Hoy se celebra el Día Internacional de la Educación. La UNESCO proclamó el 24 de enero para celebrar el rol que la educación desempeña en la paz y el desarrollo, este año bajo el lema Aprender para una paz verdadera. Y para que esa paz sea duradera, hay que educar no sólo en conocimientos, sino también en actitudes y comportamientos para convertirse en agentes de paz.
Se entiende a la educación como un derecho humano, un bien público y una responsabilidad compartida. Sin embargo, hoy por hoy, en el mundo hay 244 millones de niños y jóvenes que están sin escolarizar y 771 millones de adultos que son analfabetos. Según la Organización de las Naciones Unidas, su derecho a la educación está siendo vulnerado y es inaceptable. La educación nos iguala y nos hace autosuficientes, es lo que nos permite leer un texto callejero o firmar un documento, ayuda a erradicar la pobreza y el hambre reduciendo la desigualdad. Sin una educación de calidad, inclusiva y equitativa para todos y de oportunidades de aprendizaje a lo largo de toda la vida, no se logrará alcanzar la igualdad ni romper el ciclo de pobreza que deja rezagados a millones de niños, jóvenes y adultos.
Educar para la paz, como propone este año este organismo internacional que viene bregando por la educación y la cultura hace 80 años, es aprender a cuidarnos a nosotros mismos, a los demás y al planeta; es educar para la ciudadanía mundial; es decir, para entender los acontecimientos o conflictos de otros países, para fomentar la empatía para con otras culturas; educar es tener en cuenta al otro, trabajar por el bien común y ponernos a disposición para no ser indiferentes frente a lo que sucede.
La educación posibilita la inserción en la sociedad, permite el acceso a un trabajo digno, a estudios superiores, a aprender habilidades que tengan repercusión en la vida cotidiana, es hacer tomar conciencia del entorno para que lo pueda transformar y, fundamentalmente, es acompañar para que disfrute del aprender.
Entonces, tal como planteo en mi último libro “Escuelas ondulantes. Aprender a enseñar para enseñar a aprender”, en estos nuevos tiempos, es fundamental preguntarnos una y otra vez para qué educamos, qué enseñamos cuando enseñamos y cómo es posible educar con estas condiciones de época.

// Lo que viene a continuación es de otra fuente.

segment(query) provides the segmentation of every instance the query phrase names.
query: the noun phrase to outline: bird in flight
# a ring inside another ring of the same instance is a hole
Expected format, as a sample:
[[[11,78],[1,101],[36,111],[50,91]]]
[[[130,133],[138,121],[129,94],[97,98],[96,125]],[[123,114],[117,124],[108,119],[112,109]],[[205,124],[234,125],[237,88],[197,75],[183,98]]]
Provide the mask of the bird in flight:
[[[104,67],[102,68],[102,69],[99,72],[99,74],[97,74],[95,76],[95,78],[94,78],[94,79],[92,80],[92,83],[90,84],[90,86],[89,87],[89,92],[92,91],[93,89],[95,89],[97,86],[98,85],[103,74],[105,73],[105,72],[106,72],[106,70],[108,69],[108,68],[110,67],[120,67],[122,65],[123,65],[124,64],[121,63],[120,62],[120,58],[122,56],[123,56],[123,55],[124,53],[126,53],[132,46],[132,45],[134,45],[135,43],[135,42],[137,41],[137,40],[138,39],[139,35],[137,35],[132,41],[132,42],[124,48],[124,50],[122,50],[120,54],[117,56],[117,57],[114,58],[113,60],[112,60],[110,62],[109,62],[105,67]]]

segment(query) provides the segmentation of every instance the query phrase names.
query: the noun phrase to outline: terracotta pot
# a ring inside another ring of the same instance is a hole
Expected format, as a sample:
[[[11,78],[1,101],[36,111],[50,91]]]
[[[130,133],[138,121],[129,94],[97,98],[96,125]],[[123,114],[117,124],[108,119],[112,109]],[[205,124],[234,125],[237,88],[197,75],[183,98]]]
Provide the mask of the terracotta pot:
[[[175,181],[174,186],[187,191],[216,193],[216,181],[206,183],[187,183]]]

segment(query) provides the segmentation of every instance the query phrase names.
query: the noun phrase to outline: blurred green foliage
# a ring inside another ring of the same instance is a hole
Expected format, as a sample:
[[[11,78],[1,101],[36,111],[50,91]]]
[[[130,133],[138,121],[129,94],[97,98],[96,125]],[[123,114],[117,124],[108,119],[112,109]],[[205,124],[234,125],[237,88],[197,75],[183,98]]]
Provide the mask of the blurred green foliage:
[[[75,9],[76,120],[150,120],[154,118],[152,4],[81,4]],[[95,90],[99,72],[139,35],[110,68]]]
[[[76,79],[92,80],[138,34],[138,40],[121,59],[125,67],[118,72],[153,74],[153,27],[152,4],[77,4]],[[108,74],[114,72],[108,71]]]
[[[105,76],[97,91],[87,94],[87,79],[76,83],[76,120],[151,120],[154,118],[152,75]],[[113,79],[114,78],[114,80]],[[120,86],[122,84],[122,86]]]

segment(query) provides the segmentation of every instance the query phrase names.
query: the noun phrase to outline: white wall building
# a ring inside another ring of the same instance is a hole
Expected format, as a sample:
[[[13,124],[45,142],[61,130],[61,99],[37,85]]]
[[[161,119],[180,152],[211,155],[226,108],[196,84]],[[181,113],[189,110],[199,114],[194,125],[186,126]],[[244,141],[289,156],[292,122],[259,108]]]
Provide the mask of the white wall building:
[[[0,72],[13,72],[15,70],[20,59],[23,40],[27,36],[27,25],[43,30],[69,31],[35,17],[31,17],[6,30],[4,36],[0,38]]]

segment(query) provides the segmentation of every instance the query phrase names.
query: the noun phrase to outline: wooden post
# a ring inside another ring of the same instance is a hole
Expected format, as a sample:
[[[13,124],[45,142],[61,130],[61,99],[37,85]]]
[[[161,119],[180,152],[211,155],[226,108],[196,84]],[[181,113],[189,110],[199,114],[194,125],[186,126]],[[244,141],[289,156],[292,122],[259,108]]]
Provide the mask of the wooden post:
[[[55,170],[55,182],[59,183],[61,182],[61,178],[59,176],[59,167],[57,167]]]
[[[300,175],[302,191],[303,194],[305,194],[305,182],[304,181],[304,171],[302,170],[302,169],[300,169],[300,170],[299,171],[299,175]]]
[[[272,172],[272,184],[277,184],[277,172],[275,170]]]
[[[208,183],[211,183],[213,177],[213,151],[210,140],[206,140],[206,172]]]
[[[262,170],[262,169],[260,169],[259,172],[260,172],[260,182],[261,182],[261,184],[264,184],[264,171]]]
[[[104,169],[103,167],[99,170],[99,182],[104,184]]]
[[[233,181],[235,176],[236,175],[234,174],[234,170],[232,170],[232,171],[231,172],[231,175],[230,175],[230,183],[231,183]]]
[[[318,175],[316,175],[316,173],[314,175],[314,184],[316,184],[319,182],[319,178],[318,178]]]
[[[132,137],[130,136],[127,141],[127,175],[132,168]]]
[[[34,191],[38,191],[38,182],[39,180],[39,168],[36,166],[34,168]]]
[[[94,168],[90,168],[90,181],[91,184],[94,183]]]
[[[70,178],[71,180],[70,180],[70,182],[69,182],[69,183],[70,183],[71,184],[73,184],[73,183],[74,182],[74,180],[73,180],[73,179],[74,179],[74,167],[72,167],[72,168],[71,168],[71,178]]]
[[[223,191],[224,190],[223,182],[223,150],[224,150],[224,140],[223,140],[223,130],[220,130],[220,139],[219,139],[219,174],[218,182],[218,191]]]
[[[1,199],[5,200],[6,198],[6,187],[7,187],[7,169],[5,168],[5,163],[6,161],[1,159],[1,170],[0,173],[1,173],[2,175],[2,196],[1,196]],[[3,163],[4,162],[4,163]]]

Por lo tanto, se requieren docentes que estén bien formados en la disciplina que enseñan, pero también que comprendan la didáctica de esa disciplina, entiendan como se configuran las infancias y juventudes en estos tiempos y enmarquen la enseñanza en los contextos donde ocurren sus prácticas.
También es necesario que haya espacio en las aulas para que los niños problematicen la realidad, donde – por ejemplo- puedan reflexionar sobre el cambio climático, pero igualmente proponer cambios para su barrio, y para ello es necesario un docente que sostenga que educar es reconocer las individualidades y que trabaje lo justo y lo equitativo.
Pero nada de esto se podrá concretar si no hay familias y organizaciones que acompañen esas enseñanzas, no sólo para afianzar lo que la escuela enseña, sino para fomentar otras maneras de vivir no tan conflictivas como las actuales.
Cuenta una leyenda que hubo un antropólogo en una tribu africana que realizó un juego con los niños del lugar: les dejó una canasta llena de frutas y les dijo que el primero que llegara hasta ella se ganaba todo lo que contenía. Para el asombro del científico, los chicos se tomaron de las manos y corrieron juntos a la cesta. Cuando les preguntó por que hicieron eso, le dijeron “UBUNTU”, que significa “yo soy yo por lo que todos somos”. Esta comunidad creía en un enlace universal que conecta a toda la humanidad.
Si llegamos a comprender esta metáfora, podremos plantear que educar es enseñar a comprometerse con el otro, es convertirse en el andamiaje necesario para que cada niño o niña pueda descubrir e interpretar el mundo en estos tiempos complejos con una mirada nueva. No se trata de cambiar planes de estudio, sino de identificar los retos de estos tiempos, trabajar lo equitativo y lo justo, sabiendo que somos con y para otros.